5. To make the Trigger, use a bench vise or the side of a sturdy table to bend the longer aluminum strip as shown in diagram 2.12. You will need to experiment a bit with the two angles on this piece of aluminum to obtain the action required to move the firing bolt upward when the Trigger is pressed. Luckily, aluminum bends easily and is quite forgiving, so you can make several adjustments if necessary. Take your time and experiment until the firing bolt smoothly and dependably lifts and fires the bowstring.

With the woodscrews that came with the hinge, attach one end of the hinge to the Barrel. Depending on the hinge you purchase, you may need to insert a thin wood spacer, made from a piece of scrap, between the hinge and the Barrel, to mount the hinge.

Place the spring around the 3/8-inch bolt and insert the bolt into the ½-inch hole in the Gunstock with the bolt head on the bottom. Make sure the bolt moves up and down easily in the hole. File or sand the interior of the hole and use axle grease if necessary.

Fig 2.14

Drill three holes in the aluminum using the hole pattern on the hinge as a pattern. Then, attach the Trigger to the hinge using three #8 short machine screws and nuts as shown in diagram 2.14. When you pull back on the long end of the Trigger, the short end should push the bolt up, which in turn will push the bowstring out of the Trigger groove and fire the projectile.

6. Make the cocking Stirrup by drilling a hole, ¾-inch or larger, depending on the diameter of the U-bolt you are using, in the Barrel perpendicular to the ammo groove, at a point about 1¼ inches from the angled end of the Barrel.

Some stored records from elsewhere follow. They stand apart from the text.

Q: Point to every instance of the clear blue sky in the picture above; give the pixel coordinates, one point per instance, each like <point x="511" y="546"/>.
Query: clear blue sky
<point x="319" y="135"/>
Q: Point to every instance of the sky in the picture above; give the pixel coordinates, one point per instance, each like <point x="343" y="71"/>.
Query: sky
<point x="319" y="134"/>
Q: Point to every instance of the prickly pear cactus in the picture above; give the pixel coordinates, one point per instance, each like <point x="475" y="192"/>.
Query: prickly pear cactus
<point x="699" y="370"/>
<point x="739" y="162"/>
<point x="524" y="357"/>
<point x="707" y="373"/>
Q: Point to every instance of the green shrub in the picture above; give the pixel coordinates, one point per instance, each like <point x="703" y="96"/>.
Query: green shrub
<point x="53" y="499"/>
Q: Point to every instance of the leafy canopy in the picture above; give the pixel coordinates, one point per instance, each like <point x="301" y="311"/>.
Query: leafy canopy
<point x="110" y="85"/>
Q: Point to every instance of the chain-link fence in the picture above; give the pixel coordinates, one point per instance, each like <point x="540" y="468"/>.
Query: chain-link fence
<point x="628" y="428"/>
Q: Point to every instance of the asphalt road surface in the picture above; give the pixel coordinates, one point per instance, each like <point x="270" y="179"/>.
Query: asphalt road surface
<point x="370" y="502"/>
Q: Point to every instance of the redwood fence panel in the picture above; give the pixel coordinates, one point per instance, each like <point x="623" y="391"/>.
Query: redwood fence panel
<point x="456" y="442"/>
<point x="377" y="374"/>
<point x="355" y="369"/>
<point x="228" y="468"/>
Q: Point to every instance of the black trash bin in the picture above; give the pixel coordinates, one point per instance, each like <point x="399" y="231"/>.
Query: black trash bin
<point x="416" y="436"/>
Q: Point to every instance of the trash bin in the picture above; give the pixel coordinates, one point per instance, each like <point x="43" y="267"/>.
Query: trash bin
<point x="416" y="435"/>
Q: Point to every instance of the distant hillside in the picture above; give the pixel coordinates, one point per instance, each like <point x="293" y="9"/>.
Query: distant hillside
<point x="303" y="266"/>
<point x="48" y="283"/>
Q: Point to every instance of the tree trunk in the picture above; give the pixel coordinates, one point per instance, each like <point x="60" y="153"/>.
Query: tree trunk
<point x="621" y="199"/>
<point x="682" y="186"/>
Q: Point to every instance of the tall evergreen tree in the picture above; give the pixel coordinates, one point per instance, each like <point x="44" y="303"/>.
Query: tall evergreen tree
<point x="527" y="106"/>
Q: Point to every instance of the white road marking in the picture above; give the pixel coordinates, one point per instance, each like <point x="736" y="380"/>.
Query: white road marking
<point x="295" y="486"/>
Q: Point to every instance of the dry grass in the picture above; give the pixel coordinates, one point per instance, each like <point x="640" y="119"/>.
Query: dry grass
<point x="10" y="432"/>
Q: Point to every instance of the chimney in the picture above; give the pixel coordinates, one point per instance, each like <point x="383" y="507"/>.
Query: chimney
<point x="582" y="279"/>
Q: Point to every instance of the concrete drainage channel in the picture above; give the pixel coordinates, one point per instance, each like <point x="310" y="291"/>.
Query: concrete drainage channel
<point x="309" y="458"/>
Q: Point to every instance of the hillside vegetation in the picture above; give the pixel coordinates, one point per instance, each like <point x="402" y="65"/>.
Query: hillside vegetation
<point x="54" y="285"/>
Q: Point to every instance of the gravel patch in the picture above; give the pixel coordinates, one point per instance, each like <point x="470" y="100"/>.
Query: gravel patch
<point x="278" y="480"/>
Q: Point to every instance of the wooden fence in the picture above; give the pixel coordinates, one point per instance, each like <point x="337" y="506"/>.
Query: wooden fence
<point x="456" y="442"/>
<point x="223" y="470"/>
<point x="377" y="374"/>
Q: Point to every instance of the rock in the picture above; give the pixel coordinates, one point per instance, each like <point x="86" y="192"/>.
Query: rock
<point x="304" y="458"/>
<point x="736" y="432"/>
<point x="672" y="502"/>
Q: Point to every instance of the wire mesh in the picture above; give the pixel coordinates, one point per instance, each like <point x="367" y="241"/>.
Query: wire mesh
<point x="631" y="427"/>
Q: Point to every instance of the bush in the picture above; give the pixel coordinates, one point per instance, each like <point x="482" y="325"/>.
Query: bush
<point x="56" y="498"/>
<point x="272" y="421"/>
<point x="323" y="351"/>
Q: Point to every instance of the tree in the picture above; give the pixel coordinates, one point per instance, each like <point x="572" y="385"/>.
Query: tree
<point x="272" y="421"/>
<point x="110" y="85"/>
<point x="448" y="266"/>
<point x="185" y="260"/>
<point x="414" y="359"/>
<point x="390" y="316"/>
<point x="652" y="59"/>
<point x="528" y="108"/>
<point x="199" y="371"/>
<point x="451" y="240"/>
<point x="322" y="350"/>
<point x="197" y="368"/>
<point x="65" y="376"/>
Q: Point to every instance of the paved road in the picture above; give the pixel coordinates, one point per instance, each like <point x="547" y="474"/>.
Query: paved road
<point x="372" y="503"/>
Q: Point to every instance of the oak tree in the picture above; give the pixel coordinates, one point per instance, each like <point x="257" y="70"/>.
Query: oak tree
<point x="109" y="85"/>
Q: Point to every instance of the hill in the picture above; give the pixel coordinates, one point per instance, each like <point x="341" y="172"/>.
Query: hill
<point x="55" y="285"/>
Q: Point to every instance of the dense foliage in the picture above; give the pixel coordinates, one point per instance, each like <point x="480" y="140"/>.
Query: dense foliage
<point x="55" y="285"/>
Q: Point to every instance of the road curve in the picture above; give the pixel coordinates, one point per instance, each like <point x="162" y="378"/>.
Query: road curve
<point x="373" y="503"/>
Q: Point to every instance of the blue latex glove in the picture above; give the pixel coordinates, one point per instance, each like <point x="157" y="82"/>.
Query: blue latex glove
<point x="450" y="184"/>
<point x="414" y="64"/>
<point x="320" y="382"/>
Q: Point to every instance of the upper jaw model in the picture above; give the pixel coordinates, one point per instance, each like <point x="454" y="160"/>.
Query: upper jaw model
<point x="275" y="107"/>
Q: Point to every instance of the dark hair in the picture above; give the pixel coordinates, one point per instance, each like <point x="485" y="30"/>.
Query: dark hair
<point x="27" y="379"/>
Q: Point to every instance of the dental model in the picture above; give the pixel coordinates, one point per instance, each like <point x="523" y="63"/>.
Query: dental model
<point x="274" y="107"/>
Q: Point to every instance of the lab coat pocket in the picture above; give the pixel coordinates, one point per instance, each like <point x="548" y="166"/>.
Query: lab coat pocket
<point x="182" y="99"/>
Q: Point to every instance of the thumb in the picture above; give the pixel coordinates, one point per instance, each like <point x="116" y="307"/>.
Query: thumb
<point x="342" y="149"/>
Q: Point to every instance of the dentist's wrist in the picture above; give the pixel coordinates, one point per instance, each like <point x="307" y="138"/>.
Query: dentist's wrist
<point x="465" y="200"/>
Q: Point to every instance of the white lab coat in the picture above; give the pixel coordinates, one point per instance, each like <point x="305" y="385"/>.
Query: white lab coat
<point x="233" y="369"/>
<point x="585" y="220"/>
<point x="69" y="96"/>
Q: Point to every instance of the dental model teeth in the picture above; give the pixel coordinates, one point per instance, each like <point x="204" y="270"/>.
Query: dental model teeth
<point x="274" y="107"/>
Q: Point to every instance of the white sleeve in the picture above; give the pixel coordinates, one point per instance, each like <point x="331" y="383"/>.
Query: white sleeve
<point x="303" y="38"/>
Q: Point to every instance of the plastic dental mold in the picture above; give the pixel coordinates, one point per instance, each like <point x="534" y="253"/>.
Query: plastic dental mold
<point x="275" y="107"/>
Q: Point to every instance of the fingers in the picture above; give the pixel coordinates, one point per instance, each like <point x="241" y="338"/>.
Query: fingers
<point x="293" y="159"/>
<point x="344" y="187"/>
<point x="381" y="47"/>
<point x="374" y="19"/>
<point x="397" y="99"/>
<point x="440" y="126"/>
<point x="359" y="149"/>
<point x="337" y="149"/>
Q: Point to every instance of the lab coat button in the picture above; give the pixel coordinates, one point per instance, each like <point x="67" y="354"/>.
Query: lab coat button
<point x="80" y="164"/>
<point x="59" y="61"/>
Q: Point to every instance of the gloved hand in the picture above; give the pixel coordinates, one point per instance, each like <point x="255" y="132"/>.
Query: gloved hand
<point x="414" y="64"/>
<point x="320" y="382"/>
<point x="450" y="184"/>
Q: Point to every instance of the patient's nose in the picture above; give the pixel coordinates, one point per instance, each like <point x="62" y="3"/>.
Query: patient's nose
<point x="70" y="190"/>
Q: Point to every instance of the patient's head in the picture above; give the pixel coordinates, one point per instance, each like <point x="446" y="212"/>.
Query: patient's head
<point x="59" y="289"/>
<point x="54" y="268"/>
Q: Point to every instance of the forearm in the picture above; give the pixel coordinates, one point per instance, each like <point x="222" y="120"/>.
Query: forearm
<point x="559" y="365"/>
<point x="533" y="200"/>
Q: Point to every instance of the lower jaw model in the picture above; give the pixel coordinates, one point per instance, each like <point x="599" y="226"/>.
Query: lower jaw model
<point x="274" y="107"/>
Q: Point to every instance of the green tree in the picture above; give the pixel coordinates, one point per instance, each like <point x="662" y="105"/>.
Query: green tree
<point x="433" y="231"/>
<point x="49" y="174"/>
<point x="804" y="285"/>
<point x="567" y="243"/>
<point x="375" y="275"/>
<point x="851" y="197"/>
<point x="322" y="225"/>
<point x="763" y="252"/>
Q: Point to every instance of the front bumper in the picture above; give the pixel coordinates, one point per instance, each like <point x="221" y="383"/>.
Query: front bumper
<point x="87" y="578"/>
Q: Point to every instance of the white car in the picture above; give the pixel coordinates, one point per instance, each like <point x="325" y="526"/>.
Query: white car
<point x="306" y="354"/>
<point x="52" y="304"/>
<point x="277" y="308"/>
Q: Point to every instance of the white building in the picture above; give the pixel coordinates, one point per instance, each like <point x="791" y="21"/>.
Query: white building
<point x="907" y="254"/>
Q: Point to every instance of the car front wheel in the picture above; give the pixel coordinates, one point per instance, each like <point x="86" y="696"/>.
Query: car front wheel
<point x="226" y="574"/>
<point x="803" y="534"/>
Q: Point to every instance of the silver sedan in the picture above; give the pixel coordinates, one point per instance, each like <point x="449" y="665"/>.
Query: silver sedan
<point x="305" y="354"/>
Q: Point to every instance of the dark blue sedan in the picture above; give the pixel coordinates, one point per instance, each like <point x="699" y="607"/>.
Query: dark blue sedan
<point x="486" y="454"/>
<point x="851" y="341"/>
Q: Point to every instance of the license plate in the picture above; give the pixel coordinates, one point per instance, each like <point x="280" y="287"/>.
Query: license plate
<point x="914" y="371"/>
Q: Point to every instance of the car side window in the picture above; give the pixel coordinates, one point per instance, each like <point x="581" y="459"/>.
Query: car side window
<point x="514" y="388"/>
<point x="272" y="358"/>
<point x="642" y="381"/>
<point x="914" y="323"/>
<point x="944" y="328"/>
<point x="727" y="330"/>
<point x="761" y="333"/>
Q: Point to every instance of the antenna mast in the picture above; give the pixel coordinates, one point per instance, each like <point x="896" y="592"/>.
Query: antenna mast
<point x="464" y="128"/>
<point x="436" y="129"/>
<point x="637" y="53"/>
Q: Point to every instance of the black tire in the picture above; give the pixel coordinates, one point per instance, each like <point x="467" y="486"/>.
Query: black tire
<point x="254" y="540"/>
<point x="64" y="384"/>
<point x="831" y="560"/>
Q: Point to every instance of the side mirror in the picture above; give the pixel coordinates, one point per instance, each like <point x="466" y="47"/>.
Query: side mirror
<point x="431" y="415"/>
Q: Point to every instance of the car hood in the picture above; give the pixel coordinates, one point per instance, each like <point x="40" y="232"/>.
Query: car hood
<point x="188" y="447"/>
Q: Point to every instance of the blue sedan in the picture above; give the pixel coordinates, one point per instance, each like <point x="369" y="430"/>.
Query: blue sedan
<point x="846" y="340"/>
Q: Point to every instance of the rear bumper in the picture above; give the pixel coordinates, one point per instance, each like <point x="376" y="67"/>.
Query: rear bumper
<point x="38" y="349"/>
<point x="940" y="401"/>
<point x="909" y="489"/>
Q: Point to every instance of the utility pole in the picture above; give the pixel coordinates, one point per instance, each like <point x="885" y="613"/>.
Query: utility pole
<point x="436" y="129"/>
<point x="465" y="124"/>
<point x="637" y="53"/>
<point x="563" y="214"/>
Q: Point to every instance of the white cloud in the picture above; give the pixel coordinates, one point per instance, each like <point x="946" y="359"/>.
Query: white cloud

Insert the U-bolt and secure with the strap and nuts. Make the Puller by attaching the screw hooks to the 1-inch-diameter dowel 2 inches from either end. Align the hooks so they face the same way. See diagram 2.15.

Fig 2.15

7. Use the router or saw to cut a string groove in both ends of the 3/8-inch by 1¼-inch by 36-inch-long oak mullion Bow as shown in the circled detail in diagram 2.9. Attach the bow to the angled end of the barrel with two #8 screws, 1 inch long. Position the screws so they avoid hitting the U-bolt. Tie two loops in the ends of the bowstring so that it is about 45 inches long. (You can adjust the length of the bowstring later, based on your results.)

Using Your Crossbow

Fig 2.16

Holding the crossbow so the front end is facing downward, place your foot in the stirrup to steady it. Then, using the puller, pull the bowstring back and down into the trigger groove. Place your ammunition (typically a small rock or arrow, but you can be creative with this) in the groove just in front of the trigger groove. Aim and then pull back on the trigger. Pulling back on the trigger will push the bolt up, which in turn will free the bowstring from the groove. The bowstring will push on whatever ammunition is placed in the ammo groove and propel it forward.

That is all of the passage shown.